XML Europe 2002 logo

Generalised XML extraction from relational databases based on ad-hoc XML schema.

Abstract

Relational databases are a mature technology that dominates the implementation of database systems. XML is a new technology that is attracting a great deal of interest and there are indications that it may dominate some areas of information system development, particularly amongst distributed systems. The role of XML within information systems and legacy information systems is still to be precisely determined however.

This paper describes a generalised mapping between relational databases and XML documents that is based on the tree structure of the Document Object Model (DOM). It also describes XR2 (XML to Relational Translation), an implementation of the solution we describe

XR2 automates the major functions involved in the solution proposed, which achieves a mapping from a relational database to an XML format. These are:

1. Facilitate the specification of an XML schema that maps from the metadata of a relational database to the XML output structure that a user requires.

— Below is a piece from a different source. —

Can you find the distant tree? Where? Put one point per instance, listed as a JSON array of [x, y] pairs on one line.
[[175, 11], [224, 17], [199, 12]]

Given the XML schema produced in 1.,

a. XR2 will construct queries to extract the data required.

b. XR2 generates output that places XML formatting appropriate to the data retrieved by the queries.

We have investigated the use of two types of XML schema for the purpose of database extraction, namely Document Type Definitions (DTD) and the schema specified by the XML-Data proposal of the World Wide Web Consortium. XR2 generates both DTD and XML schema. XR2 will also extract data from a database based on a DTD or XML schema. While it is possible to achieve an extraction process using either a DTD or XML schema, it is simpler to use an XML schema, the reasons for which will be explained in subsequent sections.

We describe a general solution to the problem of extracting XML formatted data from a database. The solution described is to a generalised problem, that is, only natural assumptions are made on the structure of the database and on the structure of the XML documents to be produced. A natural assumption is taken here to mean that it is possible to create queries on the database that will result in the production of the XML document.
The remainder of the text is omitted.